Late in the day, Federal artillery deployed behind the structure lobbed shells into the Confederate ranks. One witness noted, “The roar of the cannon was deafening; the earth trembled under their shock.” 

Although Federal troops made an obstinate defense in the fields around the house, they were ultimately pushed back. Night fell, and Southern officers, having nearly seized the important crossroads, ended the attack. Had the rebels secured the intersection, McCook’s Union 1st Corps would have been cut off from the rest of the Army of the Ohio and annihilated. 

One Northerner recalled, “Had it not been for darkness relieving us, I believe we would all have been killed.” 

The fight’s aftermath illustrates the battle’s intensity at this property. On the night of the battle, Union Lt. Chesley Mosman of the 59th Illinois Infantry toured the crossroads where his brigade had been shattered. Mosman remarked that around the intersection “there were not 10 square feet of ground on which there were not one and sometimes two or three dead men lying.” 

Union surgeons quickly converted most nearby structures into makeshift hospitals. Doctor J. G. Hatchitt visited the Russell House almost immediately after the fight. “I found about 150 wounded,” he wrote, “most of them lying on the ground in the yard, and (few surgeons) ... They had labored all night as best they could. No supplies having reached this hospital, they were compelled to amputate without chloroform.” 

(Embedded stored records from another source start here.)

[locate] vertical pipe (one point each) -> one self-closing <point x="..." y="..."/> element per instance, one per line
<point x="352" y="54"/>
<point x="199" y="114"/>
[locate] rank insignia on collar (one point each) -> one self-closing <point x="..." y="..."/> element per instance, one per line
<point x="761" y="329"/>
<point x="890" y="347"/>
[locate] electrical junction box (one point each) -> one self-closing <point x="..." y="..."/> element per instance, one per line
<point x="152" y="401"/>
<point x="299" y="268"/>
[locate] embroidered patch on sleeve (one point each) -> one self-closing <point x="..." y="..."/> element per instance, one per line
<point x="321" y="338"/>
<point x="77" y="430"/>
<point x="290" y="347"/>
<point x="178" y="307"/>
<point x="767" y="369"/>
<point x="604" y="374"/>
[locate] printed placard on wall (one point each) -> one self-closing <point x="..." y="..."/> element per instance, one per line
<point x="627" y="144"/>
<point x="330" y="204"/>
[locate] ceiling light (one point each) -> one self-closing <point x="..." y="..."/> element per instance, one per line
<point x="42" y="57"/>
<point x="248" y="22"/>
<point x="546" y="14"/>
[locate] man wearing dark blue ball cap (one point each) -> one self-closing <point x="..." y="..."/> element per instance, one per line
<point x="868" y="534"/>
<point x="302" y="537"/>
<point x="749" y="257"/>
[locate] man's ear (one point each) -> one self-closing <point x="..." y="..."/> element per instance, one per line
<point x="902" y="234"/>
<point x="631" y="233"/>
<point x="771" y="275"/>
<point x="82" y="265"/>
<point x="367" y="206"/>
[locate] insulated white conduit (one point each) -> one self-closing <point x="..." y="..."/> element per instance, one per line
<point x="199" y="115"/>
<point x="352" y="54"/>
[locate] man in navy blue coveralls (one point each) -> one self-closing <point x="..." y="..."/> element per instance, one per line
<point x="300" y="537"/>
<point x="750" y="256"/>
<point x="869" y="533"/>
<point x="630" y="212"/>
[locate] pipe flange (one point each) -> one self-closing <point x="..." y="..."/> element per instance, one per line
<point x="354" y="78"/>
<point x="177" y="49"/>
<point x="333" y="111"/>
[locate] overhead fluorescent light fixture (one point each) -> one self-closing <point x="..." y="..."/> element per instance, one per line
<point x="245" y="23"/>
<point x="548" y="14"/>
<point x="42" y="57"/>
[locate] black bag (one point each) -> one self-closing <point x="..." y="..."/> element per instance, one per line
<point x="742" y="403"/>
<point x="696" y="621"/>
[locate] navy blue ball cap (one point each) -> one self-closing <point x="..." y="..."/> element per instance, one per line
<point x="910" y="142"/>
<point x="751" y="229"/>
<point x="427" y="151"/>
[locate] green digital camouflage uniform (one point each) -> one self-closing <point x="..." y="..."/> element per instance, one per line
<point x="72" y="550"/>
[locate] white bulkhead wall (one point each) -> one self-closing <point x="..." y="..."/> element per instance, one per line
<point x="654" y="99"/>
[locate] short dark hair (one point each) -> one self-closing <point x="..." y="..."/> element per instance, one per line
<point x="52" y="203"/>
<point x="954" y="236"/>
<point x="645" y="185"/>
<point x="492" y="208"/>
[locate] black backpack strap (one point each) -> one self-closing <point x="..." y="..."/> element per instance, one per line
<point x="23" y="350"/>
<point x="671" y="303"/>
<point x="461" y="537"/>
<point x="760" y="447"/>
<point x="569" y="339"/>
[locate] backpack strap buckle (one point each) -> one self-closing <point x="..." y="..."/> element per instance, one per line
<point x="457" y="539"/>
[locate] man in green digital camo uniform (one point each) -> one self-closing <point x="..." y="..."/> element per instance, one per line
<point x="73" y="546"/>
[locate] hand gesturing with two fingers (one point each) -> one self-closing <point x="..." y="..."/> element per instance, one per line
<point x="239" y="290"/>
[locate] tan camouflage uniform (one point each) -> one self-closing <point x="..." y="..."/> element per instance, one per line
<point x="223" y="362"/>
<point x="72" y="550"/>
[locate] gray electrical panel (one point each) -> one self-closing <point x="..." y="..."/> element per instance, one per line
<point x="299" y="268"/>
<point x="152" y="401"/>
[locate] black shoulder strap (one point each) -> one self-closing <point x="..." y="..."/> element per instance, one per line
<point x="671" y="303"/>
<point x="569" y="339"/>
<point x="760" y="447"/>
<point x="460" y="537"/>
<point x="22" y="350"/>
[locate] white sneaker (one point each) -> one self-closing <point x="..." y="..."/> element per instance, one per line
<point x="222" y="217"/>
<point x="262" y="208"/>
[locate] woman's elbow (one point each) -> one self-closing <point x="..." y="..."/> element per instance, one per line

Hatchitt also discovered that a recent drought compounded sanitation problems. “Some surgeons told me that they could not get water enough to wash the blood from their hands for two days,” he wrote. 

Russell’s house was a hospital for 17 days. One witness remarked that it was “a hospital and everything about it used and destroyed.”

Holman said the Civil War Trust is still raising funds to preserve the site. 

“The Civil War Trust has been instrumental in protecting critically important battlefield land at Perryville,” Holman said. “During these difficult economic times, they have played a huge part in protecting this site for future generations. We couldn’t save this history without them.”

 

Stuart W. Sanders is the author of “Perryville Under Fire: The Aftermath of Kentucky’s Largest Civil War Battle,” which was published by The History Press.